Viel Beifall für die „Feuchtgebiete“

Deutscher Beitrag mit Chancen auf „Goldenen Leoparden“.

Locarno. Die Halbzeitbilanz des Internationalen Filmfestivals Locarno fällt ausgesprochen gut aus. Der Wettbewerb um den Hauptpreis, den Goldenen Leoparden, überzeugt mit Qualität. Die abendlichen Freiluftaufführungen von Filmen außerhalb der Konkurrenz für 8000 Zuschauer auf der malerischen Piazza Grande locken selbst bei Regen das Publikum mit viel Unterhaltung und Star-Power.

Starken Beifall gab es vom Großteil des Publikums und der Journalisten für den deutschen Wettbewerbsbeitrag „Feuchtgebiete“. Der Film wurde nach der Aufführung am Sonntagabend von mehr als 3500 Zuschauern bejubelt. Beim anschließenden Publikumsgespräch gab es vielfach eine geradezu enthusiastische Zustimmung. Die Adaption des bei seinem Erscheinen 2008 als Skandal gehandelten Romans von Charlotte Roche gilt vielen als Anwärter auf den Hauptpreis, den Goldenen Leoparden.

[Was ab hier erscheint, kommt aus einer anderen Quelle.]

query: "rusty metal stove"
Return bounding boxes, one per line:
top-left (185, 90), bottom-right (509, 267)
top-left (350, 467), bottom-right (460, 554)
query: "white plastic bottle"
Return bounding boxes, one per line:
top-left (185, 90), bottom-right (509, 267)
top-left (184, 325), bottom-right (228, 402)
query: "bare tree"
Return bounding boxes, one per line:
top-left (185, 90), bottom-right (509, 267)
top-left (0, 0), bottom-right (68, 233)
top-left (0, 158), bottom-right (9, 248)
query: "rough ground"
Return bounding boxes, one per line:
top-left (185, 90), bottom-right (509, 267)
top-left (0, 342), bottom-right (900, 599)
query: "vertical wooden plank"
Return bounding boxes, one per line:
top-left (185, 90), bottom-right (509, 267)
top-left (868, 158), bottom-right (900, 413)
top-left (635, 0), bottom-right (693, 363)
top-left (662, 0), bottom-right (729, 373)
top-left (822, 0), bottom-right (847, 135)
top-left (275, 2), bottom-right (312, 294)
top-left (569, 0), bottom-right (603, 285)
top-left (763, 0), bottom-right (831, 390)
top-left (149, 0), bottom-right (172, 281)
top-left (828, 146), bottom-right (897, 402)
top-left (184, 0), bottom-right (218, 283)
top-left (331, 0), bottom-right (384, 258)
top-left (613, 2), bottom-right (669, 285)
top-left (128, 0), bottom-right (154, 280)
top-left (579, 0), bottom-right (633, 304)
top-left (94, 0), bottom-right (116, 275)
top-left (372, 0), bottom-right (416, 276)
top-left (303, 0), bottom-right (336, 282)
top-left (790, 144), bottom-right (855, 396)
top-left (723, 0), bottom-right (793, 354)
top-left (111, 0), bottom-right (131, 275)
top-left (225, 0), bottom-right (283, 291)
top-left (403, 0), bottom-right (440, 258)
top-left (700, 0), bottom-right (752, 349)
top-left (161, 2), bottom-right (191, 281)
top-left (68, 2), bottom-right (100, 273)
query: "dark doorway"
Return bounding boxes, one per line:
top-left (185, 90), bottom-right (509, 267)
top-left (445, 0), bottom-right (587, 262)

Bei einer Pressekonferenz zum Film gab es allerdings auch einige wenige Stimmen, die Roman und Film pauschal als „ekelhaft“ klassifizierten. Charlotte Roche, die Autorin der Buchvorlage, konterte pointiert: „Vor Jahrzehnten haben Frauen öffentlich ihre Büstenhalter verbrannt, um die Emanzipation voranzutreiben. Das muss man leider immer mal wiederholen.“ Der Beifall dafür war stark.

Roche ist von der Inszenierung und den Darstellern begeistert. „Ich bin sehr glücklich über diesen Film. Ich hatte ja bewusst entschieden, mich nicht einzumischen. Mein Vertrauen in David Wnendt und die anderen ist aufs Schönste bestätigt worden.“

Regisseur David Wnendt setzte das Porträt der 18-jährigen Helen mit sehr viel Feingefühl um. Ihre Obsession für allerlei Körperflüssigkeiten wird begreifbar als Flucht vor der Angst, von der Umwelt nicht als Persönlichkeit wahrgenommen zu werden, vor dem Schmerz des Alleinseins. Hauptdarstellerin Carla Juri sieht den Film „als Auseinandersetzung mit universellen Themen“. Das habe ihr auch das Spielen expliziter Nacktszenen leicht gemacht.